理想の女の子を作ろうとしたら、異世界で理想の女の子になっていた。

@aira0011

第1話

「給料少ないけど定時に終わる職場って最高だな」



高校卒業して就職した職場がブラック企業だったせいでストレス溜まって、美味しい物を食べる事だけが唯一の楽しみになり、気が付いたら身長170㎝で体重75㎏になっていた。ストレスと不摂生により体調を崩して3年で会社を退職した。忙しくてあまりお金を使う機会がなく、残業代もちゃんと支払われていたためお金に余裕はあった。



新しく入った職場は基本残業も無く、嫌がらせや厳しいノルマも無く働きやすい職場だった。唯一の欠点は仕事をしたがらない人が多い事位だ。



前の職場のようなストレスはないけど、美食に目覚めてしまった俺は中々痩せられ無くて、未だに彼女は居ない。まあ元の顔があまり良く無いから痩せてももてる要素も無いんだけどさ。



それから食べる事以外の趣味を探して、今ハマってるのがVRゲームだ。色んなゲームを触ってるけど、今一番ハマってるのが【クリエイト・アーク・オンライン】だ。

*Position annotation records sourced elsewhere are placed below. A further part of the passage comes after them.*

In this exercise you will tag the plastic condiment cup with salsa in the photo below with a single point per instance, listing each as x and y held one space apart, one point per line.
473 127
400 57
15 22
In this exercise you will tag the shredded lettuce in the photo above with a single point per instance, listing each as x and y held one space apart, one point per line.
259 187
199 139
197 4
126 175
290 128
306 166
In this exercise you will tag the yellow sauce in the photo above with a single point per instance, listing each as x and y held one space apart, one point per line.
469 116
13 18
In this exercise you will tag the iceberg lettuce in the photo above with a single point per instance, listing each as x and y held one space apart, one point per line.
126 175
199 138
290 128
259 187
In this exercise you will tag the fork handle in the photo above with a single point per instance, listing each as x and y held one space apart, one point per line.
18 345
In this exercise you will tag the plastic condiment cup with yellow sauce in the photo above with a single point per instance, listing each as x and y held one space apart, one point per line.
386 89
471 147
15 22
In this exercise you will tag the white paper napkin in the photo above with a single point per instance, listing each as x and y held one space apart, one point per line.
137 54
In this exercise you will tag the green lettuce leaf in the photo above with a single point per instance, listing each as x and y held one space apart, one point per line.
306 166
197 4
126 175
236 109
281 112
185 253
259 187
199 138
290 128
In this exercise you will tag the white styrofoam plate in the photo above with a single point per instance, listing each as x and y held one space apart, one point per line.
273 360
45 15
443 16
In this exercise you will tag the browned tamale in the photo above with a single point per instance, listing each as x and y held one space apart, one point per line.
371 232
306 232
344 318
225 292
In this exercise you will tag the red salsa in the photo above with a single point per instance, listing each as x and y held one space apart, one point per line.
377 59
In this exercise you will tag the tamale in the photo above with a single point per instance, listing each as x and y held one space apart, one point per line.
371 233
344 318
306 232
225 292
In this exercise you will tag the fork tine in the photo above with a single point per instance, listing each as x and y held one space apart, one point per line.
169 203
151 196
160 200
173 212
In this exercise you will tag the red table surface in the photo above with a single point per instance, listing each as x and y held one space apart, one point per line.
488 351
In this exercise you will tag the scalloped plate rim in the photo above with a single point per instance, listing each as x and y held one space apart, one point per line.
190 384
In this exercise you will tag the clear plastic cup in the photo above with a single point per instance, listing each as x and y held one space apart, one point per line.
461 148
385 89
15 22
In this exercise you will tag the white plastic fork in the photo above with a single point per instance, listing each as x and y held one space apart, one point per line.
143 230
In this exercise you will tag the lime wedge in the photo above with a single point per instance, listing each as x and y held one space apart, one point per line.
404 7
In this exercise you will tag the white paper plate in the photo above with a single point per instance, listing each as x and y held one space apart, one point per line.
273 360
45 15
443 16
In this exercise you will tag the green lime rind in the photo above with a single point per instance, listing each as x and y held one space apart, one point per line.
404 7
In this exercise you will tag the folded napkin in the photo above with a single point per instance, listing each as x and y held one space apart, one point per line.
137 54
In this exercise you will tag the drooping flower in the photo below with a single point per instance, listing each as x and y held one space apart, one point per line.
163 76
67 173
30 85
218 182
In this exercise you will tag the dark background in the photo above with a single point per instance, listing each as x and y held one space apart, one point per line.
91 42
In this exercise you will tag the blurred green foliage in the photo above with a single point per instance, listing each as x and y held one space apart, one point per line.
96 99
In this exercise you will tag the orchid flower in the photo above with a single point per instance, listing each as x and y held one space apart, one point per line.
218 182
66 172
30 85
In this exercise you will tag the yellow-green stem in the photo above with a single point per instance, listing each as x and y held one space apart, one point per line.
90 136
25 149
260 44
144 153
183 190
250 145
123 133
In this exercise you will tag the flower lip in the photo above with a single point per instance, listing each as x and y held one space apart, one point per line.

このゲームは文明があまり発展していない巨大な星で遊ぶゲームだ。文明を発展させたり、未知なる土地を探索したり、強大な力を持つモンスターと戦ったり、様々な遊び方が出来るゲームだ。課金要素もあるけど、基本的にはプレイヤーが作った物の方が性能は良いのでそんなにお金はかからない。月額料金とたまに課金する位だ。



ご飯とお風呂とトイレを済ませてVR用のカプセルベッドに入る。起動すると蓋が閉まり大きめのヘッドセットが頭部全体を覆う。



「リンクスタート」



すると徐々に体の力が抜けていき冬眠状態になる。



「ようこそ野宇間(のうま)様」



システムメッセージが表示されるとモード選択からゲームを選び、【クリエイト・アーク・オンライン】を選び起動する。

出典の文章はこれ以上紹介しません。